Nancy Kissel: The Hong Kong Milkshake Murder
Every day a pale and gaunt Nancy Kissel appeared in court wearing the same outfit—a simple black dress and oval metal-rimmed glasses. Her dark, dead-straight hair hung loose below her shoulders. Constantly by her side was her mother, Jean McGlothlin, their fingers often interlaced in a tight grip.
By the end of July 2005, the prosecution had presented its case, portraying Nancy Kissel as a duplicitous, cheating wife who meticulously planned the murder of her husband so that she could run off with her lover. Though there were no eye witnesses to the crime, the circumstantial evidence presented was overwhelming. The same prescription drugs she had obtained from doctors for herself were found in her dead husband's body. Andrew Tanzer, the family friend, who shared the pink milkshake with the victim, testified to feeling nearly comatose and acting bizarrely after drinking Nancy's "secret recipe." Maintenance men at her apartment complex testified that she had ordered them to move the rug containing Robert Kissel's body to a storage bin. Bloody clothes and linens found in the storage compartment and in the apartment indicated that the victim withstood a brutal beating from a heavy blunt object, and that the beating had happened on the couple's bed. The prosecution claimed that the murder weapon was a "heavy figurine" that the Kissels had kept in their kitchen.
Nancy Kissel could have pleaded insanity in the murder of her husband, but that would have guaranteed her indefinite incarceration in a psychiatric facility. Instead she and her barrister chose another gambit, diminished responsibility. The legal system in Hong Kong, which is based on the British system, allows defendants to plead guilty to a crime committed under extraordinary circumstances that reduce the defendant's culpability. Nancy Kissel would get on the stand and describe the hell that her marriage had become. She would tell the court that behind closed doors her husband was a monster, and that he drove her to commit murder. But it was a risky move on the defense's part. By entering a plea of diminished responsibility, the burden of proof shifts from the prosecution to the defense. The prosecution would only have to poke holes in her version of events to win the case.
On August 1, 2005, Nancy Kissel took the stand and presented a very different portrait of her husband. To the expat community, Robert Kissel was successful, respected, and admired by his colleagues and friends. But to his wife, he was a cocaine addict and a brutal control freak who beat her regularly and forced her to have rough anal and oral sex nearly every night.
According to Nancy, her husband's use of cocaine started when he was studying for his MBA in New York and she was working three waitressing jobs to support them. They would argue about it, and she would vehemently protest that he was wasting her hard earned money on drugs. He eventually got his degree, and their marriage persevered.
Serious trouble started, she testified, after the birth of her first child. She had gained weight and her body had changed. Robert no longer found her attractive. He hounded her to lose weight. According to Nancy, his sexual preference had turned toward anal sex. She believed that he didn't want to see her face anymore. He was rough with her in bed, pulling her hair to get her to do what he wanted. These assaults became more and more frequent. With tears in her eyes, Nancy Kissel told the court that she soon learned to accept his unwanted penetration because when she resisted, the result would be anal bleeding. On one occasion, he was so aggressive she heard something "pop" in her torso. After going to the hospital, she learned that he had broken one of her ribs.

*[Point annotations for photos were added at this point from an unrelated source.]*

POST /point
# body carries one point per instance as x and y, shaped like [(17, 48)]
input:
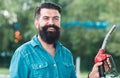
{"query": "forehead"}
[(49, 12)]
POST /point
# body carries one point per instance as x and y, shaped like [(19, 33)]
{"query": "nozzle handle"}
[(101, 71)]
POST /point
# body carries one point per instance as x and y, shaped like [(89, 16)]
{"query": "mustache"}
[(53, 26)]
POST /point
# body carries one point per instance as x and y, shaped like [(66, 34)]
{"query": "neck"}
[(48, 47)]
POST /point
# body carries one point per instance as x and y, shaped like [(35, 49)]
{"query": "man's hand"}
[(95, 72)]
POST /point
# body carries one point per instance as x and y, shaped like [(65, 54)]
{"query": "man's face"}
[(49, 25)]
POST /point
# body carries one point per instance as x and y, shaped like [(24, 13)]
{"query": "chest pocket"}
[(40, 70), (67, 70)]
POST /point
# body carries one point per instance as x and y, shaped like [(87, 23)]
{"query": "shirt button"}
[(54, 65)]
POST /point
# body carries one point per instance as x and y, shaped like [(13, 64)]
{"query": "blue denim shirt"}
[(31, 60)]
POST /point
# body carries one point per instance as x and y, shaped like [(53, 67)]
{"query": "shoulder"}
[(23, 49)]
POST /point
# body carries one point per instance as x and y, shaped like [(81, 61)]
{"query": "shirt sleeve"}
[(18, 67)]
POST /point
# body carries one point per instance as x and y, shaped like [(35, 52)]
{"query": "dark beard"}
[(48, 36)]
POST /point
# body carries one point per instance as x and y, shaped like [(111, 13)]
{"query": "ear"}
[(36, 23)]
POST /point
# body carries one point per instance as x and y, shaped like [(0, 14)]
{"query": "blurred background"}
[(84, 25)]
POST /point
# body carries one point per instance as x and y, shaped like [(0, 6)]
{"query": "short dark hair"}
[(48, 5)]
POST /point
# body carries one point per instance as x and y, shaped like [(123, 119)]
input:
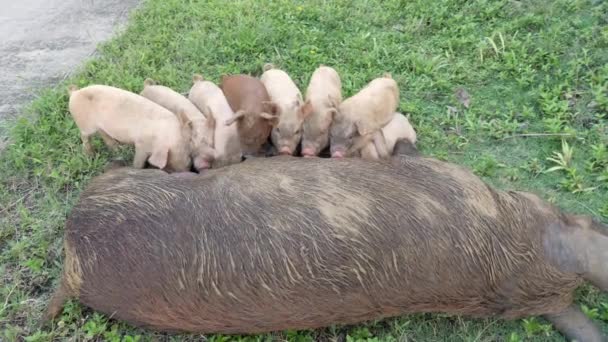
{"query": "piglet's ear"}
[(183, 118), (238, 115), (362, 128), (272, 119), (305, 110), (271, 108)]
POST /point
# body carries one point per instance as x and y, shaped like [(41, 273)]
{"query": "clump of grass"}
[(535, 73)]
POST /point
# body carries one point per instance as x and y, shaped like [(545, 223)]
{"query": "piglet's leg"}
[(139, 161), (108, 140), (575, 325), (86, 143)]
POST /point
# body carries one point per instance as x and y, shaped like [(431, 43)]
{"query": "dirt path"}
[(41, 41)]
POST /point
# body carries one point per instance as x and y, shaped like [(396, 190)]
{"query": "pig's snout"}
[(308, 152), (285, 151), (202, 164)]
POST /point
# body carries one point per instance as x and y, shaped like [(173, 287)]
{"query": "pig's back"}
[(280, 86), (117, 111), (324, 82), (171, 100), (264, 246)]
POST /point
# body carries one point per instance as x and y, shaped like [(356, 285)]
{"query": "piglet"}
[(254, 113), (363, 114), (287, 97), (208, 97), (120, 116), (201, 125), (384, 140), (323, 97)]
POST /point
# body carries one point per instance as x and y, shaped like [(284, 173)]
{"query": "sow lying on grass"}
[(262, 246)]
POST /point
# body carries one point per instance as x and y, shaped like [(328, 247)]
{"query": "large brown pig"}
[(254, 113), (261, 246)]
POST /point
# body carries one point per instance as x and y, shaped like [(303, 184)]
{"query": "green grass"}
[(529, 67)]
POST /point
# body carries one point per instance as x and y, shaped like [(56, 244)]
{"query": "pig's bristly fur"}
[(291, 243)]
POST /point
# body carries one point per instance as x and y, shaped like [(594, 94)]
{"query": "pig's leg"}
[(108, 140), (575, 325), (140, 158), (86, 143), (577, 249)]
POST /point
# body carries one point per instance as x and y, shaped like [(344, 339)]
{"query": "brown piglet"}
[(254, 113)]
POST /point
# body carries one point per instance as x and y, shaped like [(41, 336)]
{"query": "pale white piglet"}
[(287, 98), (202, 125), (384, 141), (120, 116), (208, 97), (362, 114)]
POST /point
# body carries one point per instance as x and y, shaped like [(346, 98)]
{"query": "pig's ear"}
[(273, 108), (197, 78), (159, 157), (273, 119), (149, 82), (238, 115), (332, 101), (362, 128), (305, 110), (210, 122), (331, 114), (184, 119)]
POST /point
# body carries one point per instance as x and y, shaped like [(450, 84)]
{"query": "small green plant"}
[(593, 313), (563, 159), (514, 337), (573, 181), (532, 327), (487, 165)]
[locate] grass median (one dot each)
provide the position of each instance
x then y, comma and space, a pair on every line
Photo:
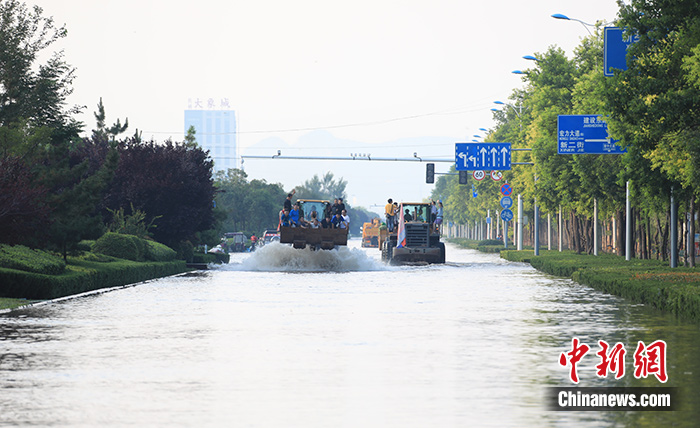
20, 287
651, 282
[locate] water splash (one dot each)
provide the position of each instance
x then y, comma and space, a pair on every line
276, 257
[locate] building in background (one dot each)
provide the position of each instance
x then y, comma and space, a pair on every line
215, 130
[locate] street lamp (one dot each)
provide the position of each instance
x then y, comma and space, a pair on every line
566, 18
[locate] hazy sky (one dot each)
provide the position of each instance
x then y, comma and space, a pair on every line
316, 77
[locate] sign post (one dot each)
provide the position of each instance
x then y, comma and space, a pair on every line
585, 134
482, 156
615, 47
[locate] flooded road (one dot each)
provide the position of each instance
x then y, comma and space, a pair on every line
331, 339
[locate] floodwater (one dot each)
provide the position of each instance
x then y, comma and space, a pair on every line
288, 338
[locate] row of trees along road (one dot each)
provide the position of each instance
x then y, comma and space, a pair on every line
653, 108
57, 188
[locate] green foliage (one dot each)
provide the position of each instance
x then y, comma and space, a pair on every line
326, 188
210, 258
131, 224
651, 282
155, 251
81, 276
102, 131
25, 259
185, 251
127, 247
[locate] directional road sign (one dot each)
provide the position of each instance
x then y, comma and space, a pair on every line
585, 134
506, 202
506, 215
482, 156
615, 46
506, 189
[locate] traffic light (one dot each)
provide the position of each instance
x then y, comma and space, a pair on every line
463, 177
430, 173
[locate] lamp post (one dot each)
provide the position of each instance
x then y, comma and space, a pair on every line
566, 18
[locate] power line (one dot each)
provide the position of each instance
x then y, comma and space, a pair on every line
347, 125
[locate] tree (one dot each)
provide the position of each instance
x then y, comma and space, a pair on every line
102, 131
325, 187
39, 130
23, 212
172, 183
31, 92
190, 138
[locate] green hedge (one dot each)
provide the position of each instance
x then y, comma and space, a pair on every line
81, 276
155, 251
25, 259
486, 246
120, 246
210, 258
651, 282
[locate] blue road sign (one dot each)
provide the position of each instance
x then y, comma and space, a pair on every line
506, 215
615, 46
506, 189
482, 156
585, 134
506, 202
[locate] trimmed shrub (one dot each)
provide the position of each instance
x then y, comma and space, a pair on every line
116, 245
185, 251
158, 252
81, 276
25, 259
85, 245
140, 247
651, 282
210, 258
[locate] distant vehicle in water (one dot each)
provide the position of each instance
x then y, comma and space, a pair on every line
268, 236
235, 241
316, 238
371, 232
422, 239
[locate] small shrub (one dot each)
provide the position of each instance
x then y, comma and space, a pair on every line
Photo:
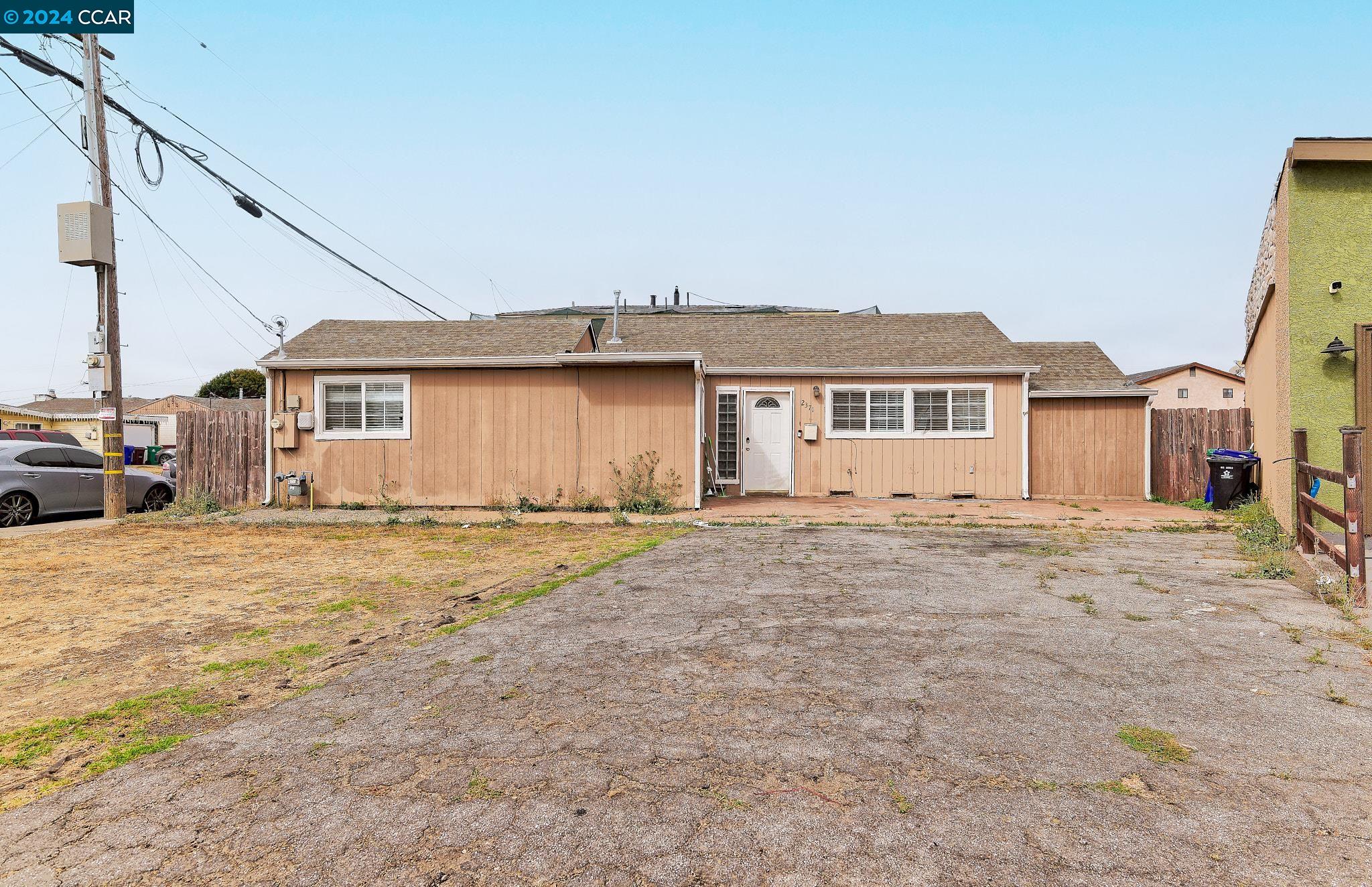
638, 489
1259, 532
586, 502
192, 503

She claimed that his high-pressure job and the transfer to Hong Kong triggered his worst impulses. In 1999 when she was five months pregnant with her youngest child, Robert had a fit when he realized that her due date coincided with an important business trip to Korea. He had planned on her accompanying him, so he asked her to have her doctor induce labor early so that she could go with him. She refused, and he threw a tantrum, pounding the walls with his fists and threatening to hit her. Two months later he brought up the issue again. She stood her ground and refused to even consider it, and this time he did hit her.
The SARS epidemic came as a blessing for her and got her away from her husband's physical tyranny, though he continued to keep close tabs on her spending. While staying at their Vermont vacation home, she met Michael Del Priore and found someone she could talk to. They enjoyed each other's company and became lovers, but at no time, she testified, did she ever consider leaving her marriage. Her life was in Hong Kong, she said, with her husband and children.